Isolation and characterization of DNA-binding mutants of a plasmid replication initiation protein utilizing an in vivo binding assay.

An in vivo screen was developed for the identification of mutants of the RK2 replication initiation protein, TrfA, that were altered in their binding to the iterons within the plasmid RK2 origin of replication. This assay is based on an antibiotic selection system originally described by Elledge, Sugiono, Guarente, and Davis (Proc. Natl. Acad. Sci. USA86, 3689-3693, 1989) for the isolation in vivo of genes encoding sequence-specific DNA-binding proteins. A TrfA-specific binding site consisting of two 17-bp iterons separated by a nonrandom 6-bp spacer was placed 3' to a strong constitutive promoter.
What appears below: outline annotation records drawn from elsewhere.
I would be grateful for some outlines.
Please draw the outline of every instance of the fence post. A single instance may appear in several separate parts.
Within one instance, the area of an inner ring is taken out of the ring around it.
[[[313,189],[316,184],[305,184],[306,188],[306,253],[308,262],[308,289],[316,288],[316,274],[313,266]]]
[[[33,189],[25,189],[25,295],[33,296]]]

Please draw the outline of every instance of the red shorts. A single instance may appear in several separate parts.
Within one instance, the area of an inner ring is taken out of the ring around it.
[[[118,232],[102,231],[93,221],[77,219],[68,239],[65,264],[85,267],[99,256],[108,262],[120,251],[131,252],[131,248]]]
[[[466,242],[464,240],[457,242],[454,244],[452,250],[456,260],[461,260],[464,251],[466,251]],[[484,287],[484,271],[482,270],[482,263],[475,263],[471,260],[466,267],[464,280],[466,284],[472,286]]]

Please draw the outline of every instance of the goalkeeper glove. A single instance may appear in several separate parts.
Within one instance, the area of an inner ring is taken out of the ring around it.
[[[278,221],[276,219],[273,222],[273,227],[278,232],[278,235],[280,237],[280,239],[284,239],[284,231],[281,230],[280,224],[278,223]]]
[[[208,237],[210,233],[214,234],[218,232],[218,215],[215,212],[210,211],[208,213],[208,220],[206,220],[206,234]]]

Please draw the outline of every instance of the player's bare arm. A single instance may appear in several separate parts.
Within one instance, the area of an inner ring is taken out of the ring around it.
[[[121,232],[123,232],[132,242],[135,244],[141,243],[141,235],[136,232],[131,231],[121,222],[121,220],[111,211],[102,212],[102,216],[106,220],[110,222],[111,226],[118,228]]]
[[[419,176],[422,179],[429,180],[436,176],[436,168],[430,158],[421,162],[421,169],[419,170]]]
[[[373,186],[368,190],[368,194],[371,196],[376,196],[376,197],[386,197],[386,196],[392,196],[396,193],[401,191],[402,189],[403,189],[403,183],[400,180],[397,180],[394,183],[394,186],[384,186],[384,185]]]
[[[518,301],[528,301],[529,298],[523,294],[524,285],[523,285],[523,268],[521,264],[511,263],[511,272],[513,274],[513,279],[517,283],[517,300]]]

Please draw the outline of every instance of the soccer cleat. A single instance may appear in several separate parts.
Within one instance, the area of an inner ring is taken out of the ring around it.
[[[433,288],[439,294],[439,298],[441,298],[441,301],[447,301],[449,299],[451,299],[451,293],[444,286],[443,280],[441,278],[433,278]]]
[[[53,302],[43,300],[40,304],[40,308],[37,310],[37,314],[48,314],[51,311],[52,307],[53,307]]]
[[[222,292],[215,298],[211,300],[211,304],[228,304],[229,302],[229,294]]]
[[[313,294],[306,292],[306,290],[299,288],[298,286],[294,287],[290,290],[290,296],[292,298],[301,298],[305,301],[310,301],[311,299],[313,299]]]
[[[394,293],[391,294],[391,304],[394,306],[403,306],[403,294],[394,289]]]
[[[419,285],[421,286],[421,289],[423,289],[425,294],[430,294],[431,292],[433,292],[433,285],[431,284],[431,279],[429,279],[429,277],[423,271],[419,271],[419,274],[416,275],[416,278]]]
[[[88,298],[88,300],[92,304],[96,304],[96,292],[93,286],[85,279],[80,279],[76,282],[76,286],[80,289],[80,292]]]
This promoter-iteron fragment was then inserted into the assay vector convergent to the aadA gene such that an increased level of spectinomycin resistance by the Escherichia coli host was dependent on the binding of wild-type TrfA protein to the binding site. The in vivo system was used to specifically isolate TrfA mutants which were either defective in binding or capable of effecting increased levels of spectinomycin resistance as compared to wild-type TrfA. The defective TrfA mutants isolated by this screen were purified and found to be considerably less effective in DNA binding by in vitro gel mobility shift assays. The map location was determined for these six defective TrfA mutants. Each of the mutations consisted of a single base change and mapped within codons extending over a 162 amino acid sequence. All of the mutants which were capable of effecting increased levels of spectinomycin resistance in the in vivo DNA-binding assay also showed some alteration in RK2 replication in vivo with most of the mutants having a copy-up phenotype similar to previously isolated TrfA mutants able to maintain an eight-iteron RK2 origin plasmid at a higher copy number.